I came to the convent from my aunt’s boarding house in Aberdeen, Wash., whose house had the train tracks directly behind. Those tracks headed straight into the mill’s lumberyard a few hundred yards away, near the Chehalis River. And, alongside that river were the campsites of the hobos, bums and tramps who were jumping from or going to jump onto trains.
My little buddy, Jimmy, and I would walk the dirt path alongside the train tracks, down to the river, sneaking a look at the Hobo campsite. Smoke from their fires and smells from coffee and food they were cooking, well, this is ingrained into my memory, forever.
In our town, nearly every household had a garden, and I am sure about the only food those traveling men bought, if they had money, were cans of pork and beans and coffee; the veggies, well they were mostly “borrowed” from the neighborhood gardens.

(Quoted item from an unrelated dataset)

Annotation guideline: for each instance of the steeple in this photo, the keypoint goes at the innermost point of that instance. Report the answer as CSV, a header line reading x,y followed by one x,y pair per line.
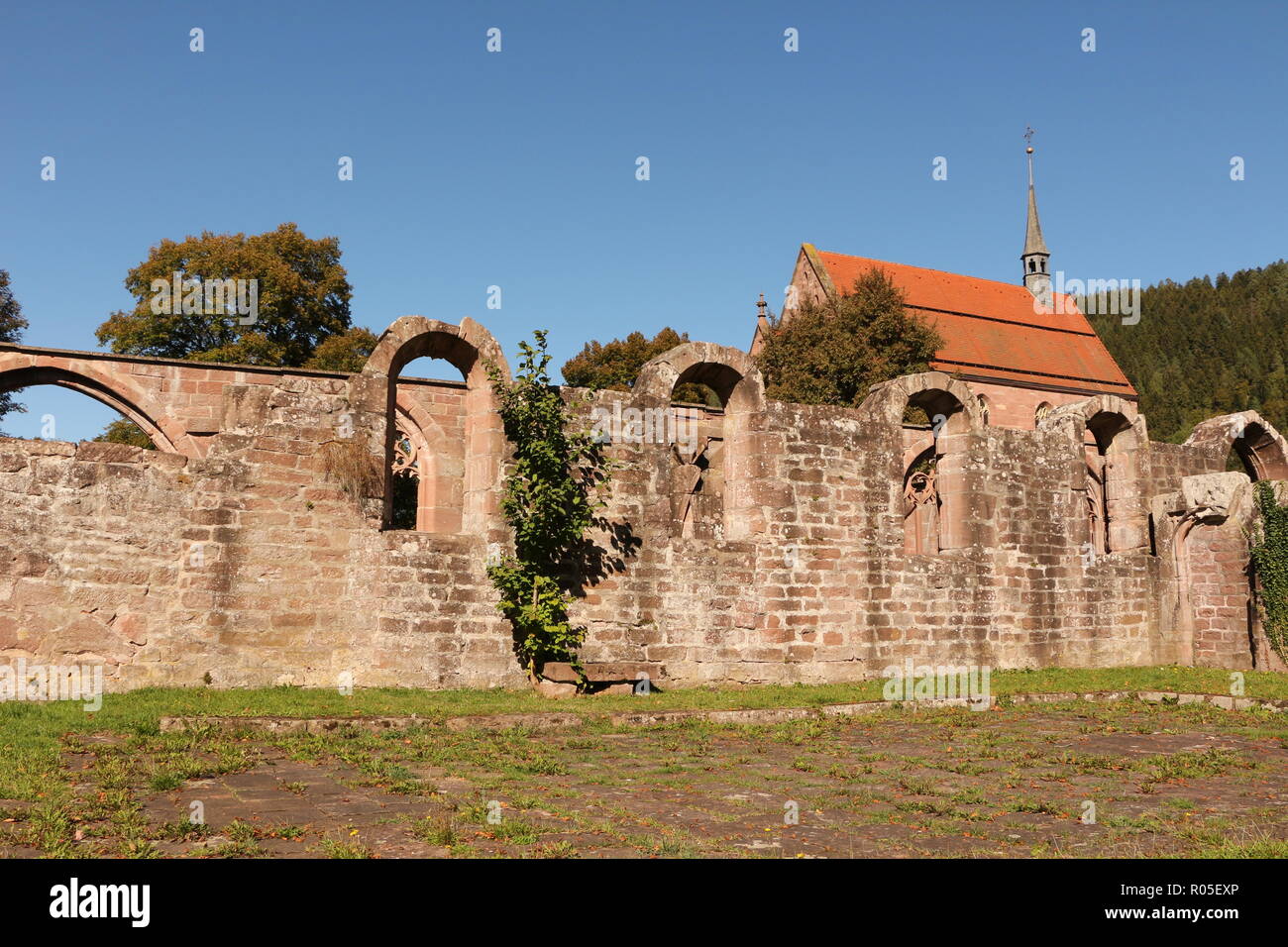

Those traveling men would throw their “borrowed” whole potatoes, onions, apples, and sometimes corn cobs, onto the coals of the fires to roast, including the cans of pork and beans, and the smells were intoxicating. So much so that today, when I roast veggies on my barbecue, I often think of old Joe and our apple-picking day together.
Here in our San Lorenzo valley, it’s October, and if you have harvested your apples from the tree in your garden and are now looking at the containers in your garage that are overflowing with those apples…what do you do with all of those apples?
From those apples Old Joe and I harvested, Sister Anna made apple butter, jars and jars of apple butter, smooth and spreadable for toast. Others were chunky that she would pour over a pie dough turning them into a delicious apple galette. Juices were saved and cooked down to a syrupy sauce and poured over pancakes made with apple chunks inside. Oh, so good!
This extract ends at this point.